Answer:
To find the unstretched length of the spring, we can use the information given about the forces and the extensions of the spring.
-
Initial Information:
- When a force of 4 N is applied, the length of the spring is 14 cm.
- When a force of 6 N is applied, the spring extends by 4 cm.
-
Determine the extension for each force:
- Let ( L_0 ) be the unstretched length of the spring.

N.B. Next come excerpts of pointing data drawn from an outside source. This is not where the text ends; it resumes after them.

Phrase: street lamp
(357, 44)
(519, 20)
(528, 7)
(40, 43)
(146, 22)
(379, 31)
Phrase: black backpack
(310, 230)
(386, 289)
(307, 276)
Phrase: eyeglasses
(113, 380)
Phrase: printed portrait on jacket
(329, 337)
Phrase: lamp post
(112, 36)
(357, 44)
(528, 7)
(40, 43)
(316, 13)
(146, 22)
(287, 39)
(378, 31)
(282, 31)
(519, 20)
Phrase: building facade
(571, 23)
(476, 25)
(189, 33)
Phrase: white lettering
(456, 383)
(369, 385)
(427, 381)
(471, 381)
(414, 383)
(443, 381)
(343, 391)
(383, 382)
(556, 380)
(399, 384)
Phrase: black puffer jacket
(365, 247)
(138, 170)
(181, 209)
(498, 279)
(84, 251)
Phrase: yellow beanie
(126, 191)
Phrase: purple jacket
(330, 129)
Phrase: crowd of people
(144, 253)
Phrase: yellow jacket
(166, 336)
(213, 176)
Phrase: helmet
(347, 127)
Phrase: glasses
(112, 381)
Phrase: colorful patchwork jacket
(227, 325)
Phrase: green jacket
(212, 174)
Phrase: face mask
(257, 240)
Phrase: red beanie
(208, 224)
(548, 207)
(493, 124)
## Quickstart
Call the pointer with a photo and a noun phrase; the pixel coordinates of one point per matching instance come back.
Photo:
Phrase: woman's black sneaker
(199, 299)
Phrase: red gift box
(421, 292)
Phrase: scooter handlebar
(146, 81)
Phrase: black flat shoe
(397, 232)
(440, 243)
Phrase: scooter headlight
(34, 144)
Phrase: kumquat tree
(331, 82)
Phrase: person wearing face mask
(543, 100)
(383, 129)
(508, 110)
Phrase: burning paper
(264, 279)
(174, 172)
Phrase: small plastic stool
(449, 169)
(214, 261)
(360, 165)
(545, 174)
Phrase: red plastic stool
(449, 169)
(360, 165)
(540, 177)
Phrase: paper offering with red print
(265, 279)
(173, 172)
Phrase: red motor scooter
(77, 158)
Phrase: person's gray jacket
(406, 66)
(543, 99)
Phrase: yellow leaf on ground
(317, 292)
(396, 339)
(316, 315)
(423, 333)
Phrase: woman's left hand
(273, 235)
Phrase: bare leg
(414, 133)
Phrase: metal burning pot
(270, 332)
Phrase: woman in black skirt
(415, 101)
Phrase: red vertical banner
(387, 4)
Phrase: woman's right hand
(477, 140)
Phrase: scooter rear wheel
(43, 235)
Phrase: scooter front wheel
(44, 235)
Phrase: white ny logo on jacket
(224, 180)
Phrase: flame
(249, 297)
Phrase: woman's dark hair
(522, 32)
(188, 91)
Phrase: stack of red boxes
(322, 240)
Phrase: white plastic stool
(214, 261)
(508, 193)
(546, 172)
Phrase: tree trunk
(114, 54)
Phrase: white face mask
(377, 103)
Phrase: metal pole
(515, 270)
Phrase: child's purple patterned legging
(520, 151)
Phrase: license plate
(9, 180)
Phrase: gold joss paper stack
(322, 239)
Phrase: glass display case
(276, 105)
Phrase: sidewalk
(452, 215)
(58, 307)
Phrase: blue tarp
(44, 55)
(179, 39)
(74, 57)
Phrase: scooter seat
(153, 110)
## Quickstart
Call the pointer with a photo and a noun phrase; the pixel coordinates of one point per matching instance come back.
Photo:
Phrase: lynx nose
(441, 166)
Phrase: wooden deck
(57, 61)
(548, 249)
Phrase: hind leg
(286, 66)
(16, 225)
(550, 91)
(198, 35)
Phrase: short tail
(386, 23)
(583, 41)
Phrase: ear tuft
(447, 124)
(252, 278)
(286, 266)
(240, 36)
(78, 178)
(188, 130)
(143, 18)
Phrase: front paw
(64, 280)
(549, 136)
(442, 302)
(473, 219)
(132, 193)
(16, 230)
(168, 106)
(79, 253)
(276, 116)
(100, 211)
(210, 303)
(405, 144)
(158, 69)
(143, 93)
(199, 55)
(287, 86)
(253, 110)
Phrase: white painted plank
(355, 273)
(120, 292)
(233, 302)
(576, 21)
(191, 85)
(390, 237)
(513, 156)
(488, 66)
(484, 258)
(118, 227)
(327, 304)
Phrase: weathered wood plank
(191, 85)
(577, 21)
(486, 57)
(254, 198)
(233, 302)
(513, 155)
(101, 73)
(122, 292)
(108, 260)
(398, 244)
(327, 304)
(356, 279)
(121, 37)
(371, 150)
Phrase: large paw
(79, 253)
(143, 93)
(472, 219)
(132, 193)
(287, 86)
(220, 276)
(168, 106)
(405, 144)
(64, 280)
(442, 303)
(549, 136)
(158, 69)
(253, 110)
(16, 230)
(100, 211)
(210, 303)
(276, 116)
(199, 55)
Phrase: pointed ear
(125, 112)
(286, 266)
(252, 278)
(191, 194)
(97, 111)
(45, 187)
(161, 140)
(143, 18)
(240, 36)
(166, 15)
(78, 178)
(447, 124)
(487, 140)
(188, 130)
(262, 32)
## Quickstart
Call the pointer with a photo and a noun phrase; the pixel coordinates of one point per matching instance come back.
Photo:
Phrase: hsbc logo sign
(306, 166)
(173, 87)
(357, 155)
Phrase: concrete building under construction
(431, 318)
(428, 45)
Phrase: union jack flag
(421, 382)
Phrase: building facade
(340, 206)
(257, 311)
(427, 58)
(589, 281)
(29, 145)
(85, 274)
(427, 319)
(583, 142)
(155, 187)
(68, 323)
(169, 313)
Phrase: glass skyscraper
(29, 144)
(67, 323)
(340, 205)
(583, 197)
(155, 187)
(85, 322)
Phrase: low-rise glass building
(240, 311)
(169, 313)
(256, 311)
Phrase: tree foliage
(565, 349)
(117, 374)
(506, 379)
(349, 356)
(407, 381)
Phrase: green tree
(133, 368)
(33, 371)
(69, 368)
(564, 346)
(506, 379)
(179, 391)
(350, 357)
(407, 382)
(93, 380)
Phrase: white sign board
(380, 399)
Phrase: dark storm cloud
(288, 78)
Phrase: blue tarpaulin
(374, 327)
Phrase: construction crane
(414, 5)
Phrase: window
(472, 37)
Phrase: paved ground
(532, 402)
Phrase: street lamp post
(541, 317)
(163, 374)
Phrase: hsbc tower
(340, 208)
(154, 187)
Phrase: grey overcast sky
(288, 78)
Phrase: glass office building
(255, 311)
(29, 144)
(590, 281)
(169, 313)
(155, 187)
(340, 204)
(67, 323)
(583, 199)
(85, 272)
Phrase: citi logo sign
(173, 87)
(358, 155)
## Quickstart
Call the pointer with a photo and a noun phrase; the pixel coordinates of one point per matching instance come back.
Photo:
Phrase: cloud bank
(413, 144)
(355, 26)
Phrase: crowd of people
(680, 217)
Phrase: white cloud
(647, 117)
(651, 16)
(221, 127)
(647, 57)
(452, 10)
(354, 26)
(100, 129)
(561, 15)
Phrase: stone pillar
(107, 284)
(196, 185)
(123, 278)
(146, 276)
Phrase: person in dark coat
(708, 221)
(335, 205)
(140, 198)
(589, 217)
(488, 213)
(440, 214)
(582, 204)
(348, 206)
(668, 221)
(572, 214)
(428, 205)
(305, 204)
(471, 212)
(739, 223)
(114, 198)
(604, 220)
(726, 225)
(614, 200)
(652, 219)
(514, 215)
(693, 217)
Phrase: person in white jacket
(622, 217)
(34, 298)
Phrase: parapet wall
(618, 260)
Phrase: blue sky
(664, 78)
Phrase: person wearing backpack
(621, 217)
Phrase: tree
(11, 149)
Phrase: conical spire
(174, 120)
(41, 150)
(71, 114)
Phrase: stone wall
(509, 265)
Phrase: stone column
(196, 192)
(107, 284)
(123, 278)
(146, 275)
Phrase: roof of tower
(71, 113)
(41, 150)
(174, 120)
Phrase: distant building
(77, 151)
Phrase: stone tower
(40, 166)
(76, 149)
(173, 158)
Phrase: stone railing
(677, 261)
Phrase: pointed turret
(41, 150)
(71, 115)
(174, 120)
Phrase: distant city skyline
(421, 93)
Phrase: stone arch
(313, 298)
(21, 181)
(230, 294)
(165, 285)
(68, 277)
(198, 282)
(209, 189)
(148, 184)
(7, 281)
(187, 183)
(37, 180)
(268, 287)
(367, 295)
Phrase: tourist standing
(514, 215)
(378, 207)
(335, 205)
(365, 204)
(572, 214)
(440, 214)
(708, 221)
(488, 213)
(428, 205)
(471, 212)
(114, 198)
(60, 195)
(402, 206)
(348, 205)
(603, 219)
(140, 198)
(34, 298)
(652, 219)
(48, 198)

- When 4 N is applied, the length of the spring is 14 cm, so the extension ( x_1 ) can be expressed as:
[
x_1 = 14 \text{ cm} - L_0
]
- When 6 N is applied, the spring extends by 4 cm, so the new length is:
[
L_2 = L_0 + 4 \text{ cm}
]
-
Set up the equations:
- For the 4 N force:
[
14 \text{ cm} = L_0 + x_1
]
- For the 6 N force:
[
L_0 + 4 \text{ cm} = L_0 + x_2
]
- The extension ( x_2 ) when 6 N is applied can be expressed as:
[
x_2 = 4 \text{ cm}
]
-
Using Hooke's Law:
- According to Hooke's Law, the extension is proportional to the force applied:
[
\frac{x_2 - x_1}{6 \text{ N} - 4 \text{ N}} = \frac{4 \text{ cm} - x_1}{4 \text{ N}}
]
- Rearranging gives:
[
\frac{4 \text{ cm} - x_1}{2 \text{ N}} = \frac{4 \text{ cm} - x_1}{4 \text{ N}}
]
-
Solving for ( x_1 ):
- From the first equation:
[
14 \text{ cm} = L_0 + x_1 \implies x_1 = 14 \text{ cm} - L_0
]
- Substitute ( x_1 ) into the second equation:
[
4 \text{ cm} - (14 \text{ cm} - L_0) = 2 \text{ N} \cdot \frac{4 \text{ cm} - (14 \text{ cm} - L_0)}{4 \text{ N}}
]
- Simplifying gives:
[
4 \text{ cm} - 14 \text{ cm} + L_0 = 2 \text{ N} \cdot \frac{L_0 - 10 \text{ cm}}{4 \text{ N}}
]
- This leads to:
[
L_0 - 10 \text{ cm} = 2 \cdot \frac{L_0 - 10 \text{ cm}}{4}
]
- Solving this gives:
[
L_0 - 10 \text{ cm} = \frac{L_0 - 10 \text{ cm}}{2}
]
- Thus, ( L_0 = 10 \text{ cm} ).
-
Final Calculation:
- The unstretched length of the spring is:
[
L_0 = 10 \text{ cm}
]
Therefore, the unstretched length of the spring is 10 cm.spring, we can use the information given about the forces and the extensions of the spring.
-
Initial Information:
- When a force of 4 N is applied, the length of the spring is 14 cm.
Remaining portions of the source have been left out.